Pyrotechnic powder mixed with ball bearings were found which were not safe to be stored or handled.

Mold Crown Court heard streets were closed off and a school was told to keep all pupils inside.

The explosives were taken to a green area, buried two feet in the ground and detonated.

Barrister Anna Price, prosecuting, said police also found a number of weapons which were legally held, apart from one taser or stun gun.

Phillip Stephen Davies, 30, and his then wife Carys Davies, 37, admitted making an explosive substance back in April 2017 following a search of their former flat in Chapel Street, Wrexham.

It was accepted Mr Davies, described as a firearms nerd, had de-constructed commercially available fireworks and made smaller explosive items to flush out rabbits when he went hunting.

Carys Davies pleaded guilty on the basis that she had provided him with empty perfume bottles in which he made the items.

He received a suspended prison sentence and she received a conditional discharge.

Judge Niclas Parry said in the current climate of threats and fear "there can be no tolerance of the possession or storage of any explosive device, particularly in households close to where people and families live, and, quite rightly, a most serious view was taken of this case".

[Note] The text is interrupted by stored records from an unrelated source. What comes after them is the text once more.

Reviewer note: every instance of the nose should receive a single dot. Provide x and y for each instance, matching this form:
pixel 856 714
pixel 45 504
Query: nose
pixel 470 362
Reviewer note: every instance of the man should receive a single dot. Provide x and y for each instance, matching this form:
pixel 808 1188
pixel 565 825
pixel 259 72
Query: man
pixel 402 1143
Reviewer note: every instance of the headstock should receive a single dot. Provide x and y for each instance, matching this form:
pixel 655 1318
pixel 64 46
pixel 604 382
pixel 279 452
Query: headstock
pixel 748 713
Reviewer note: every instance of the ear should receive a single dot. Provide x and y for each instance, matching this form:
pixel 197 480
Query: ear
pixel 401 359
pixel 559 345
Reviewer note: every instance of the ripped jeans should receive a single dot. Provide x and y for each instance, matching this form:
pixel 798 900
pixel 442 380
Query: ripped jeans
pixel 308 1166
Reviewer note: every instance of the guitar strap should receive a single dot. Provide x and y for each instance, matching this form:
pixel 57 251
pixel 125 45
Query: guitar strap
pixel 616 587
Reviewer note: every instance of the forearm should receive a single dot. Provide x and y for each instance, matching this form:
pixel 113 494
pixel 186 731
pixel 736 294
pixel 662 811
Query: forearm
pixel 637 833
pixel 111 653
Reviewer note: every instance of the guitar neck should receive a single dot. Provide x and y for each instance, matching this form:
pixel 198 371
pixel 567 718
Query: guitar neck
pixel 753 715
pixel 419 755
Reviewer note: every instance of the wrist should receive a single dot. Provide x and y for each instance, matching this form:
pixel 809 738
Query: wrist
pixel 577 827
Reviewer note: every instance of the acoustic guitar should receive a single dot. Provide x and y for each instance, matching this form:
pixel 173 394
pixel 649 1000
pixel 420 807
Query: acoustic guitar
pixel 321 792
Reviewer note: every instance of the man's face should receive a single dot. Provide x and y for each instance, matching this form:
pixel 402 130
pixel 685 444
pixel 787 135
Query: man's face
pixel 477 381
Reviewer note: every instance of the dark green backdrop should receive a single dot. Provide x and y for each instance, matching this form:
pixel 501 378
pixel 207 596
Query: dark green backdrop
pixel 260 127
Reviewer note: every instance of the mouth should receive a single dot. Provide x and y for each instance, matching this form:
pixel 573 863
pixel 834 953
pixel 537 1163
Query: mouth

It was accepted that Mr Davies, of Boston Gate, Caia Park, had deconstructed old fireworks and created smaller devices to assist in the flushing out of rabbits when he went hunting.

"But it does not amount to the kind of grave danger to the public that the legislation was aimed at," Judge Parry said, adding it was accepted he meant no harm to any person or building.

One taser or stun gun device had been found but there was no suggestion it had been produced or used to threaten anyone with it.

The court heard Mr Davies had no previous convictions and had health issues and other issues.

While such an offence always had to be marked with a custodial sentence he would receive a 10-month prison sentence suspended for a year, with 30 days rehabilitation, the judge said.

Judge Parry told Mrs Davies, of Maes Meillion, Minera, that she would hand over her empty perfume bottles to Mr Davies.

That was the totality of her involvement and she would receive a 12 month conditional discharge.

The court heard the items were found in the flat where, among a number of legitimately held weapons, was a taser/stun gun which was not.

An officer recognised pyrotechnic devices which were potentially dangerous and unstable to be stored or handled.

Interviewed Mr Davies said fireworks had been left over from his father's birthday party and he had intended to get rid of them in a river.

Barrister Oliver King, for Mr Davies, said he was a gun nerd and the charge he had admitted was under the 1883 |Explosives Act.

He added the couple were now separated and he was living with his fiancee.

Henry Hills, for Mrs Davies, said she had purchased the bottles on Amazon.

She was a decent person of good character who had a difficult adult life and had four children from a previous relationship.

She now had a new partner and was engaged to be married.